Performance Considerations

  • LLM costs: Each summary generation calls the LLM. Monitor your trigger conditions to balance cost and context preservation.
  • Memory usage: Summaries are stored in addition to events. Configure appropriate TTLs to manage memory in long-running sessions.
  • Async workers: More workers increase throughput but consume more resources.

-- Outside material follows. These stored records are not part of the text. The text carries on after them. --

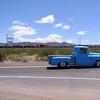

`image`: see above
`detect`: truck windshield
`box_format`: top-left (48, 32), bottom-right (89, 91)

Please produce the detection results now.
top-left (80, 48), bottom-right (89, 54)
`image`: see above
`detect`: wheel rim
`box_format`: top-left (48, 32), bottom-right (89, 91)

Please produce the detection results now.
top-left (96, 61), bottom-right (100, 67)
top-left (59, 62), bottom-right (67, 67)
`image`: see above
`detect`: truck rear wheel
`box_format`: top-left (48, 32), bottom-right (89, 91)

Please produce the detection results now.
top-left (58, 61), bottom-right (68, 68)
top-left (95, 60), bottom-right (100, 67)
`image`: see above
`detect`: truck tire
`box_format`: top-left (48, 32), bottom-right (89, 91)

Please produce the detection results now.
top-left (95, 60), bottom-right (100, 67)
top-left (58, 61), bottom-right (68, 68)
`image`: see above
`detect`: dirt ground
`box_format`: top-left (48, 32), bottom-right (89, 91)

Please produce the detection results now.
top-left (0, 86), bottom-right (100, 100)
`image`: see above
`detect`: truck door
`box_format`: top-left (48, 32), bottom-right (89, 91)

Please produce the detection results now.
top-left (77, 48), bottom-right (90, 66)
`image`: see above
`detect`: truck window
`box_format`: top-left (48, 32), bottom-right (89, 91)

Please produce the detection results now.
top-left (80, 48), bottom-right (88, 54)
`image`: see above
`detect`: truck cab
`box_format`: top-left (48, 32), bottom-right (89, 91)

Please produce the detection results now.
top-left (48, 46), bottom-right (100, 67)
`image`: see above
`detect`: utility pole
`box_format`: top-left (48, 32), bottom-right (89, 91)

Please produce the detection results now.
top-left (6, 34), bottom-right (14, 47)
top-left (79, 38), bottom-right (82, 45)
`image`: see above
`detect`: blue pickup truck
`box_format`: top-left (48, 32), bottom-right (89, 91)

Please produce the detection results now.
top-left (48, 46), bottom-right (100, 68)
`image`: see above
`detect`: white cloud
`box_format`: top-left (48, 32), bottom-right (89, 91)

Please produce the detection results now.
top-left (8, 25), bottom-right (36, 40)
top-left (77, 31), bottom-right (87, 35)
top-left (54, 23), bottom-right (63, 27)
top-left (14, 34), bottom-right (63, 43)
top-left (36, 15), bottom-right (55, 24)
top-left (62, 25), bottom-right (71, 30)
top-left (12, 20), bottom-right (26, 25)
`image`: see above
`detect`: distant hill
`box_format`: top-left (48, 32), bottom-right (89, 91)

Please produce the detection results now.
top-left (0, 42), bottom-right (75, 47)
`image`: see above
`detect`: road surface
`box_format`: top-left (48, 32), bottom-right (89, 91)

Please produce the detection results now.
top-left (0, 62), bottom-right (100, 100)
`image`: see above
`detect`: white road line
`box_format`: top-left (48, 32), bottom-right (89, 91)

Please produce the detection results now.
top-left (0, 76), bottom-right (100, 81)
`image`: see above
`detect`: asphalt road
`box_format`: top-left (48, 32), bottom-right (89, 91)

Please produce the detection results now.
top-left (0, 63), bottom-right (100, 100)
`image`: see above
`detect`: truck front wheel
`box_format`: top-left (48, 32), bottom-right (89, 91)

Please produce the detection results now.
top-left (95, 60), bottom-right (100, 67)
top-left (58, 61), bottom-right (68, 68)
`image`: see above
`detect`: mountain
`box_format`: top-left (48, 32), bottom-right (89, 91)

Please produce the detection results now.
top-left (0, 42), bottom-right (75, 47)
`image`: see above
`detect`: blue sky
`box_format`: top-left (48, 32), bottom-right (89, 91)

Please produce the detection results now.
top-left (0, 0), bottom-right (100, 44)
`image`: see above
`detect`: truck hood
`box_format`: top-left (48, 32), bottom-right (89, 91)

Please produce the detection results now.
top-left (90, 52), bottom-right (100, 55)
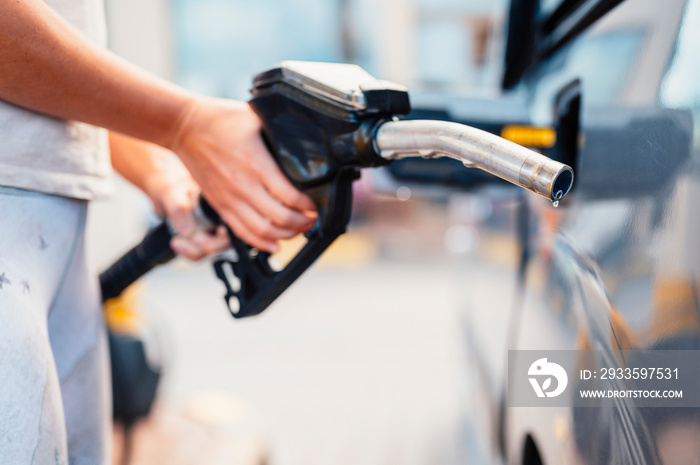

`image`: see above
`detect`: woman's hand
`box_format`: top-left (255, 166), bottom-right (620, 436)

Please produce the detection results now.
top-left (110, 133), bottom-right (229, 261)
top-left (171, 95), bottom-right (316, 252)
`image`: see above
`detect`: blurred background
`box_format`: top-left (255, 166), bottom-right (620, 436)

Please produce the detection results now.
top-left (90, 0), bottom-right (510, 465)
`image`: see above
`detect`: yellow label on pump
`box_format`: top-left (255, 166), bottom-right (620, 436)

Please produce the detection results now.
top-left (501, 125), bottom-right (557, 149)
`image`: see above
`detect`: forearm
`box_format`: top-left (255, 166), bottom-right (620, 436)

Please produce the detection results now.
top-left (0, 0), bottom-right (194, 147)
top-left (109, 132), bottom-right (184, 198)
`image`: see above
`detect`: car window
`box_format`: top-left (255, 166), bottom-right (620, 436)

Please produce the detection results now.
top-left (533, 28), bottom-right (644, 118)
top-left (661, 0), bottom-right (700, 149)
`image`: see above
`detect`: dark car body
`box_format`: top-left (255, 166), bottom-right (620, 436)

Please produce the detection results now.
top-left (392, 0), bottom-right (700, 465)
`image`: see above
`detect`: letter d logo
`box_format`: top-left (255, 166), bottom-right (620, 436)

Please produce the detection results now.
top-left (527, 358), bottom-right (569, 397)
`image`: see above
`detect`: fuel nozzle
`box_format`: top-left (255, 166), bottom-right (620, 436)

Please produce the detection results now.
top-left (100, 62), bottom-right (574, 318)
top-left (375, 120), bottom-right (574, 202)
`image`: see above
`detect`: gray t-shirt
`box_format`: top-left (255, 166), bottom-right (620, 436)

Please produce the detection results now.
top-left (0, 0), bottom-right (112, 199)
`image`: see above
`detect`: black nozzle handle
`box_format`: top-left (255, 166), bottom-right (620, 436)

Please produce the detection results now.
top-left (100, 221), bottom-right (175, 302)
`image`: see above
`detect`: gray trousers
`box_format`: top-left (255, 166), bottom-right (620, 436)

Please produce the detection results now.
top-left (0, 187), bottom-right (111, 465)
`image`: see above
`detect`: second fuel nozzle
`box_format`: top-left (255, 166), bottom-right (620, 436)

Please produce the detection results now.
top-left (375, 120), bottom-right (574, 202)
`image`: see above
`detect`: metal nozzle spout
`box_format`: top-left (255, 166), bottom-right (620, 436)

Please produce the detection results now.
top-left (375, 120), bottom-right (574, 202)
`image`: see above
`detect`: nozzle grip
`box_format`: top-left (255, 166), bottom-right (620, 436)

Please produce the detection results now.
top-left (212, 170), bottom-right (358, 318)
top-left (100, 221), bottom-right (175, 302)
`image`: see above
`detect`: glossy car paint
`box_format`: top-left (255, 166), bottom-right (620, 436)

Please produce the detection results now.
top-left (395, 0), bottom-right (700, 465)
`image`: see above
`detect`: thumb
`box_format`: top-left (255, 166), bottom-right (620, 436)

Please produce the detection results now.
top-left (163, 189), bottom-right (196, 237)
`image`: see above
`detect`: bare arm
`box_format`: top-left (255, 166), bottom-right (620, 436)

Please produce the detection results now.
top-left (109, 133), bottom-right (229, 260)
top-left (0, 0), bottom-right (314, 251)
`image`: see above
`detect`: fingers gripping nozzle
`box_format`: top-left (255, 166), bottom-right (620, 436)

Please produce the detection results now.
top-left (98, 62), bottom-right (573, 318)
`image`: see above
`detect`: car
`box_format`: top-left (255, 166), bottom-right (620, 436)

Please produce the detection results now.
top-left (389, 0), bottom-right (700, 465)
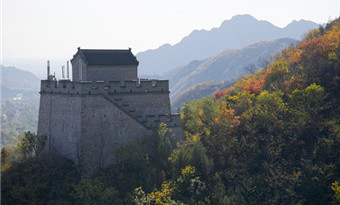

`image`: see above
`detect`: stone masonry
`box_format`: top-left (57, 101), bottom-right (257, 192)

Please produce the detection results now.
top-left (38, 48), bottom-right (182, 174)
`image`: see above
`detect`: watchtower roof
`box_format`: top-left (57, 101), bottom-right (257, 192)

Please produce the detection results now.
top-left (71, 48), bottom-right (139, 65)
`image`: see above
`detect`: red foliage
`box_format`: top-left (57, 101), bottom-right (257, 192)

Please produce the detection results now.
top-left (240, 76), bottom-right (265, 95)
top-left (214, 90), bottom-right (227, 100)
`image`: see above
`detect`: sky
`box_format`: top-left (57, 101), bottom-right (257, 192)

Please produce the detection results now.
top-left (0, 0), bottom-right (340, 77)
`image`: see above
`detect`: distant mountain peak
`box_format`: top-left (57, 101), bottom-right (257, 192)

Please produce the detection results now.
top-left (137, 14), bottom-right (319, 74)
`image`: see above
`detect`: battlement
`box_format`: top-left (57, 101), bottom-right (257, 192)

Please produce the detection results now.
top-left (138, 114), bottom-right (181, 128)
top-left (40, 79), bottom-right (169, 95)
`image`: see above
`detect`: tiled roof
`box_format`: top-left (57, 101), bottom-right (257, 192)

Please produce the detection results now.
top-left (72, 48), bottom-right (139, 65)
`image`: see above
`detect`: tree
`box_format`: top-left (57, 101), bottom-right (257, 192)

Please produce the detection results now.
top-left (16, 132), bottom-right (47, 158)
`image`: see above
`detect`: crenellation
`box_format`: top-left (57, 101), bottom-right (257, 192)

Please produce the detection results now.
top-left (40, 80), bottom-right (169, 95)
top-left (38, 48), bottom-right (182, 174)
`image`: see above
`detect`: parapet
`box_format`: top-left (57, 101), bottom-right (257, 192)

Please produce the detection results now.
top-left (40, 79), bottom-right (169, 95)
top-left (140, 114), bottom-right (181, 128)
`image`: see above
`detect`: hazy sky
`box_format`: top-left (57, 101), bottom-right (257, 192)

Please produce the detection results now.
top-left (0, 0), bottom-right (340, 77)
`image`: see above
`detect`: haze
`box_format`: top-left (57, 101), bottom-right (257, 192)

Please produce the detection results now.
top-left (1, 0), bottom-right (339, 77)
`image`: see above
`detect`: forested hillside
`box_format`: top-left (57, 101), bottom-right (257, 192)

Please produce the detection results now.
top-left (0, 65), bottom-right (39, 147)
top-left (166, 38), bottom-right (297, 99)
top-left (1, 18), bottom-right (340, 204)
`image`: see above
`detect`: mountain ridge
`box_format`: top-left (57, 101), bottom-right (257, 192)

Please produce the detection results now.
top-left (136, 14), bottom-right (319, 74)
top-left (169, 38), bottom-right (297, 105)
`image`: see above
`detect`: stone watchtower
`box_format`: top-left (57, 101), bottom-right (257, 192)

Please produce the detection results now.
top-left (38, 48), bottom-right (182, 173)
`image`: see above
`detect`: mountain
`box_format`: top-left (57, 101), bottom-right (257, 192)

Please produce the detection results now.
top-left (0, 65), bottom-right (40, 99)
top-left (171, 81), bottom-right (234, 111)
top-left (137, 15), bottom-right (319, 74)
top-left (166, 38), bottom-right (297, 99)
top-left (0, 65), bottom-right (40, 147)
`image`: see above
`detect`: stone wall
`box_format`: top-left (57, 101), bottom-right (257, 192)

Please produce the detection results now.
top-left (37, 93), bottom-right (82, 162)
top-left (38, 77), bottom-right (182, 175)
top-left (72, 55), bottom-right (87, 82)
top-left (84, 65), bottom-right (137, 81)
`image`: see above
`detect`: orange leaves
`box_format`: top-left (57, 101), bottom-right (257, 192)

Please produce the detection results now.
top-left (214, 90), bottom-right (227, 100)
top-left (299, 26), bottom-right (340, 61)
top-left (240, 76), bottom-right (265, 95)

Start with 2-4 workers and scale based on load.
  • Queue capacity: Size the queue based on your expected concurrency and summary generation time.

Complete Example

Here's a complete example demonstrating all components together:

package main

import (
    "context"
    "time"

    "trpc.group/trpc-go/trpc-agent-go/agent/llmagent"
    "trpc.group/trpc-go/trpc-agent-go/model"
    "trpc.group/trpc-go/trpc-agent-go/model/openai"
    "trpc.group/trpc-go/trpc-agent-go/runner"
    "trpc.group/trpc-go/trpc-agent-go/session/inmemory"
    "trpc.group/trpc-go/trpc-agent-go/session/summary"
)

func main() {
    ctx := context.Background()

    // Create LLM model for both chat and summarization.
    llm := openai.New("gpt-4", openai.WithAPIKey("your-api-key"))

    // Create summarizer with flexible trigger conditions.
    summarizer := summary.NewSummarizer(
        llm,
        summary.WithMaxSummaryWords(200),
        summary.WithChecksAny(
            summary.CheckEventThreshold(20),
            summary.CheckTokenThreshold(4000),
            summary.CheckTimeThreshold(5*time.Minute),
        ),
    )

    // Create session service with summarizer.
    sessionService := inmemory.NewSessionService(
        inmemory.WithSummarizer(summarizer),
        inmemory.WithAsyncSummaryNum(2),
        inmemory.WithSummaryQueueSize(100),
        inmemory.WithSummaryJobTimeout(30*time.Second),
    )

    // Create agent with summary injection enabled.
    agent := llmagent.New(
        "my-agent",
        llmagent.WithModel(llm),
        llmagent.WithAddSessionSummary(true),
        llmagent.WithMaxHistoryRuns(10),        // Limit history runs when AddSessionSummary=false
    )

    // Create runner.
    r := runner.NewRunner("my-app", agent,
        runner.WithSessionService(sessionService))

    // Run conversation - summaries are automatically managed.
    userMsg := model.NewUserMessage("Tell me about AI")
    eventChan, _ := r.Run(ctx, "user123", "session456", userMsg)

    // Consume events.
    for event := range eventChan {
        // Handle events...
    }
}

References

By properly using session management, in combination with session summarization mechanisms, you can build stateful intelligent Agents that maintain conversation context while efficiently managing memory, providing users with continuous and personalized interaction experiences while ensuring the long-term sustainability of your system.